29日(木)に、佐藤優氏の講座、「マックス・ヴェーバー『職業としての政治』(岩波文庫)を読む@衆議院第一議員会館」に参加したときの、メモ。公的な記録はあとから書籍にまとまるそうなので、そちらで。ここでは、政治的知識に関しては「ど」素人の、ひょっとしたらどこか誤解もまじっているかもしれない、あくまで個人的に印象に残ったことがらの備忘録。

参加者が順番にテキストを音読しながら、佐藤氏が解説を加えていく。中学校以来の、テキスト音読+先生の解説、という講義形式。新鮮で、あっという間に過ぎた、濃い二時間だった。

佐藤氏の知識の質・量がともかく圧倒的に膨大で、ヴェーバーのテキストもそうだが、佐藤氏のお話も、「当然、知っておくべき教養ないし前提」のレベルがおそろしく高い(というか私のレベルが低すぎるのだろう)。だから正直、お話の内容の半分は十全に理解できていなかったのではないかと思う。でも、わからないなりに、テキストと話の、表層の迫力そのものに引き込まれた。そんなことって、あるのだ。以下、整理できたことのなかから、面白いと感じたこと(の一部)をランダムに。

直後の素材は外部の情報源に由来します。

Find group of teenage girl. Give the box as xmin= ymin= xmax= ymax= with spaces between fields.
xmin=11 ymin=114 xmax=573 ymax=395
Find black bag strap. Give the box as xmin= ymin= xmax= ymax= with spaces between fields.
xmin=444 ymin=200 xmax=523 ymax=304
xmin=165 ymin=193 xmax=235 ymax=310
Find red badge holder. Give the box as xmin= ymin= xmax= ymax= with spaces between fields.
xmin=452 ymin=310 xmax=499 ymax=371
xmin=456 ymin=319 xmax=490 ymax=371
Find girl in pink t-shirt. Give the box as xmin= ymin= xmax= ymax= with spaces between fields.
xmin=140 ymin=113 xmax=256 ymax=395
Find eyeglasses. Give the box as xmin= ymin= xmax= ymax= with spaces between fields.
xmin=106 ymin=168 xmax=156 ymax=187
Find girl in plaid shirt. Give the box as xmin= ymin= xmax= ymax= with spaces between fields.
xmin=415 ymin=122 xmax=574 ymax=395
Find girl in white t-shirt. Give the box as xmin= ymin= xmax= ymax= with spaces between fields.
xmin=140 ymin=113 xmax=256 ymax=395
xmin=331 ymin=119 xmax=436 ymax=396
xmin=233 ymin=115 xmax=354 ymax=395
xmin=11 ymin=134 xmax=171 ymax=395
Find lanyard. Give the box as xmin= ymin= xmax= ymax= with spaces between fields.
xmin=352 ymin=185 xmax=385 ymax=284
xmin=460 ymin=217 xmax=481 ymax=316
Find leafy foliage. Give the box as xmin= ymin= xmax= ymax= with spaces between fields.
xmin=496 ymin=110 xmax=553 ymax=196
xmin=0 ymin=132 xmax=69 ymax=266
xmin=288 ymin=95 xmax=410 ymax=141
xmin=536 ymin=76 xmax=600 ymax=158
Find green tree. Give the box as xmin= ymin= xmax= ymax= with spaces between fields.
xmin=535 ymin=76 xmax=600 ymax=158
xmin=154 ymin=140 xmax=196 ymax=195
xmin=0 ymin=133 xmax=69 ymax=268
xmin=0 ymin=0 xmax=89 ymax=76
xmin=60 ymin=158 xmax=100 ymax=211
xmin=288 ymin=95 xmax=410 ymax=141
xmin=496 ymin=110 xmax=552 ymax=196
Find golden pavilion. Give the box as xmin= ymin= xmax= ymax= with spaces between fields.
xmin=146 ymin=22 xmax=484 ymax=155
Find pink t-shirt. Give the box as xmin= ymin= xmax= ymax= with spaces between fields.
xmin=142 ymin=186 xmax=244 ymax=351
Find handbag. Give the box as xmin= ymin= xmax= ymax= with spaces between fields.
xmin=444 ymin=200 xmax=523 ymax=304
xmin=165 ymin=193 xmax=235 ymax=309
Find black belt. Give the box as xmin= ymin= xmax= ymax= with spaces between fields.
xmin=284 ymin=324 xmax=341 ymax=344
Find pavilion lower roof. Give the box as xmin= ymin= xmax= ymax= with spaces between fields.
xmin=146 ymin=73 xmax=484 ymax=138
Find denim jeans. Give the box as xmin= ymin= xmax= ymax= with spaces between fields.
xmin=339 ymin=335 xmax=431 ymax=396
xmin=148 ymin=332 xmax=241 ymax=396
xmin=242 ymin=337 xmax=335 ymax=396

・二種類の政治家がいる。平和を掲げ、格差や貧困をなくすことを目指す、理想追求型の政治家。鳩山さん、阿部さんが、このタイプ。一方、夢やユートピアを政治に持ち込むのはおかしい、政治家は現実的にやれることだけやるべきで、最小不幸社会の実現を目指す、と考えるタイプ。ゲーテでいえばメフィストフェレス。菅さんはこちらのタイプ。

・負の感情の連帯で、民族はまとまる。「ドイツ国民に告ぐ」のフィヒテ、ナショナリズムの父と呼ばれたフィヒテが、この手法でドイツの民族感情をあおった。悪く扱われた点だけを羅列していって、負の感情をあおり、民族を連帯に導いた。一種の、いんちき。(今でも健在ですね・・・・・・負の感情をあおって、連帯を呼びかけるやり方は)

・世界に悪はあるのかどうか?に関して、考え方は二つある。悪は善の欠如にすぎず、したがって悪は根絶できる、という考え方。一方、悪はそれ自身として自立している、という見方。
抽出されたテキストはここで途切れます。